Morally intricate and full of sly humor, Grace is a touching and unexpectedly dramatic exploration of the territory between life and death.
"Consistently absorbing . . . An elegant stylist with an original voice (and a top-notch translator, Barbara Haveland), Ullmann is especially good at capturing moments of poignancy, often with a trace of gallows humor.”–The New York Times Book Review
When Johan was a boy, he bargained with Death, and in good time Death obligingly took his father. And when Johan was miserably married, Death kindly took his equine first wife, leaving him a tidy sum. But now, with the Reaper coming for him, Johan cries out for certainties, for control, for dignity.

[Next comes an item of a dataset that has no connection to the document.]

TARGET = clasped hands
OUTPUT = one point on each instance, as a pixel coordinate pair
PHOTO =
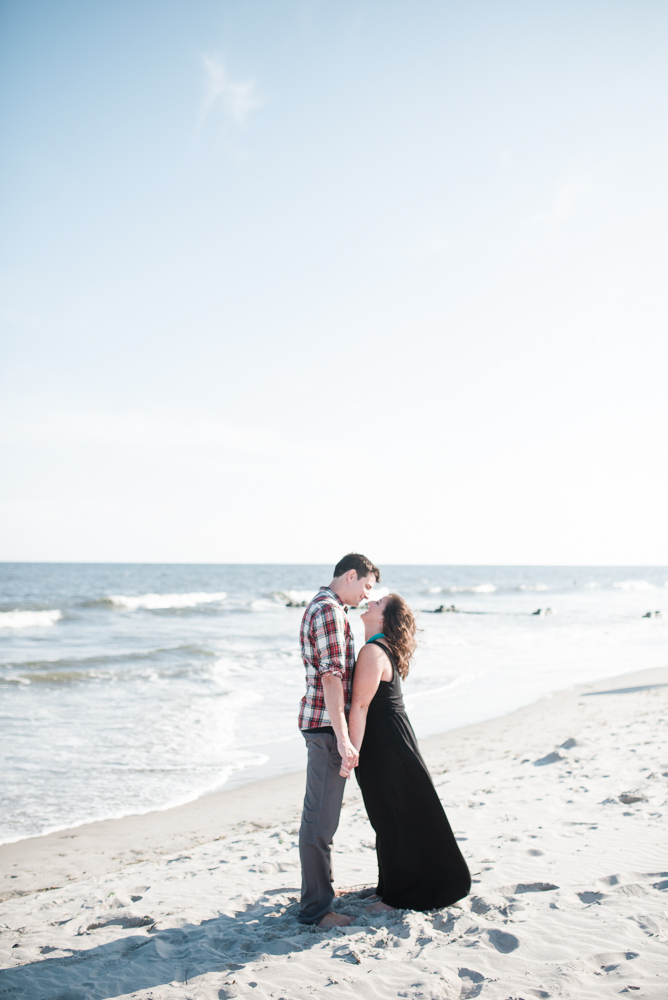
(349, 758)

He enlists his adoring second wife, the grace of his otherwise mean existence, to be, “when he couldn’t fight any longer,” his reluctant angel of death. But as he drifts away into melancholic, hallucinatory recollection, the bonds of their mutual devotion gradually dissolve and the living and the dying begin their inevitable divergence. And as Johan, his wife beside him, slips under the solitary shadow he fears most, we are made to witness the muted tragedy of the Scandinavian way–now more and more our own way–of dying.
Linn Ullmann has written a haunting meditation on mortality that nonetheless pulses with the aching beauty of life.